EDITORIAL

For now, Sami Al-Arian may have lost his legal fight. But his loss is America’s, too.

The decision passed down Friday by the 4th U.S. Circuit Court of Appeals, which denied Al-Arian’s appeal and upheld a decision by a Virginia judge to hold him in contempt of court for refusing to testify, seemed to stand on solid legal ground.

“Everyone agrees that the written plea agreement in the Middle District of Florida contains no language which would bar the government from compelling the appellant’s testimony before a grand jury,” the court wrote. In fact, Al-Arian’s plea agreement mentioned nothing whatsoever about future testimony. The government is clearly correct in its interpretation of the letter of the law.

But the law is not a bludgeon – it’s a tool of argument. When the government initially prosecuted Al-Arian, it was intending to use the law to defend society from terrorism. With the judgment on Friday, it’s almost assured the government has failed in that mission.

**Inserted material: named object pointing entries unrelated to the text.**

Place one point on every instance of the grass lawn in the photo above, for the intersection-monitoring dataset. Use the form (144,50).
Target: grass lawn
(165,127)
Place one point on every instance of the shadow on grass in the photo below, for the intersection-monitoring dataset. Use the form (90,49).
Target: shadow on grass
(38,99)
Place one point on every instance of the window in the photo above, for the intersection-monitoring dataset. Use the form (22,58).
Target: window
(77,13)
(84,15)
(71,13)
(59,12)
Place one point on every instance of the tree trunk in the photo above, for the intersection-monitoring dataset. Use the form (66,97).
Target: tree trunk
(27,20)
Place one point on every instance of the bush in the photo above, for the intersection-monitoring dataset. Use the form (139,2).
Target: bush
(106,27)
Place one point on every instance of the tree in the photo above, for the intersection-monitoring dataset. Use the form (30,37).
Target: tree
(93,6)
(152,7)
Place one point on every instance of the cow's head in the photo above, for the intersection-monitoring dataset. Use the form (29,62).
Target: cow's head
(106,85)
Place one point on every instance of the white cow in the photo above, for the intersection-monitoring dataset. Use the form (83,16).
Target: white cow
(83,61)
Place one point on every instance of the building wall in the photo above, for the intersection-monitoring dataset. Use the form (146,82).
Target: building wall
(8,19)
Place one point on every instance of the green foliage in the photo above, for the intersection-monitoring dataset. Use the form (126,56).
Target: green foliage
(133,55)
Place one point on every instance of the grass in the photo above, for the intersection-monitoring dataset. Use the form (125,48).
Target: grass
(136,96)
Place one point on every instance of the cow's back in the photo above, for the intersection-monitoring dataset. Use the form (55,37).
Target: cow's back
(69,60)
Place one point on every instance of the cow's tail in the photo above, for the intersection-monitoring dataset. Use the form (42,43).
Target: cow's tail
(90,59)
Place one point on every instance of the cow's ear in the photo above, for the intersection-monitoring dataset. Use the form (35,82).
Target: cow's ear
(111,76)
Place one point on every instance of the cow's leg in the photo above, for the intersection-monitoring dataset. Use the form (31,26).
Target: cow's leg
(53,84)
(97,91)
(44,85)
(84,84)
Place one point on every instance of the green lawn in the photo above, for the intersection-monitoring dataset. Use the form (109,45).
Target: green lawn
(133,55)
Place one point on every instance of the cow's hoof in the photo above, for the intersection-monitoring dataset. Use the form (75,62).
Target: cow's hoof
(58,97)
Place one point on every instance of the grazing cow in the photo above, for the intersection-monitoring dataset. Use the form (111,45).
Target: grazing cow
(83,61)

Think about it: The government wanted to prove to a jury of 12 people that Al-Arian was guilty of providing support to a terrorist organization and failed. The government then wanted Al-Arian to testify in a case in Alexandria, Va. – going so far as to sentence him to 18 months in prison for contempt of court after he refused to do so. The decision by the 4th Circuit Court of Appeals Friday did nothing to prove Al-Arian guilty of any federal crime. More importantly, it will do nothing to motivate him to testify. It will merely allow him to serve the remainder of his sentence for contempt of court, followed by the remainder of his 57-month sentence.

Judging from Al-Arian’s public support, the government didn’t “expose” Al-Arian at all. The government failed to convince a jury of Al-Arian’s peers that he was guilty, instead resorting to a plea agreement. In fact, the government has failed in every aspect of Al-Arian’s prosecution. It presumably prosecuted Al-Arian to gain evidence against other suspected terrorists, imprison a man believed to be a terrorist and win the moral support of a nation in the throes of a war on terror. To date, only one of those – Al-Arian’s imprisonment – has occurred. Instead of placing Al-Arian in witness protection – thereby allaying his fears of retribution for testimony – the government remained set in its stance on the matter, and has come up empty-handed.

And the idea that Al-Arian might be – in the words of Paul Perez, the U.S. District Attorney who presided over the Middle District of Florida during Al-Arian’s original criminal trial – a “white-collar terrorist,” makes the government’s failures all the worse.